7 Nov 2021

Covid-19: Pharmac confident with growing stock of drugs to treat virus

6:33 am on 7 November 2021

Pharmac is growing increasingly confident it is getting close to having enough of the drugs needed to treat Covid-19.

A vial of Remdesivir

Remdesivir was thought to be of little benefit in treating Covid-19, but a US study has shown it to be incredibly effective. Photo: AFP

Last year, the government made $150 million available to the drug buying agency to meet drug shortages caused by Covid-19, and to invest in medication to treat the virus.

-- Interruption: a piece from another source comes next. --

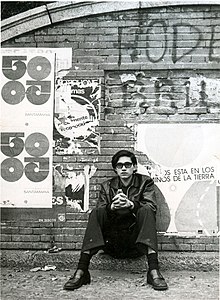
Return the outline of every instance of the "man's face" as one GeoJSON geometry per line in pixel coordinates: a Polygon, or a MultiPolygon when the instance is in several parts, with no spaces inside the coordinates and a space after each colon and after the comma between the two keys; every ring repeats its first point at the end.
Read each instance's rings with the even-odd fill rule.
{"type": "Polygon", "coordinates": [[[134,171],[137,169],[133,165],[131,158],[128,156],[121,156],[116,164],[115,171],[121,179],[129,179],[134,171]]]}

Yesterday, Pharmac added Baricitinib to an ever growing arsenal of anti-virals and drugs that suppressed the inflammatory response in infected people who became very sick.

Pharmac chief executive Sarah Fitt said they were having to adjust their approach in order to secure these drugs.

"With a normal funding process, you would wait and you'd have all the clinical trials and all the evidence but the problem is the supply is so short, with a lot of these we've had to move within a matter of days in order to ensure that we can get our allocation."

These drugs would reduce the need for so many patients to be placed on ventilators, Fitt said.

Meanwhile, a study has found a drug once thought to be of little benefit in treating Covid-19, was actually incredibly effective.

Remdesivir, once used by former US president Donald Trump, was given low marks by a panel of World Health Organisation experts last year.

Otago University biochemist professor Kurt Krause said the problem was they were using the drug on the very ill.

A recent US study showed if it was deployed in the early stages of infection, it was in fact very effective, he said.

"They were monitored to find out okay, do they end up in the hospital or do they end up dying? And in this case, if they got three days of remdesivir, within a week of being diagnosed, the hospitalisation and death decreased by 90 percent. So it was quite a dramatic result."

Prof Krause said this was good news for New Zealand which already had large stocks of the drug.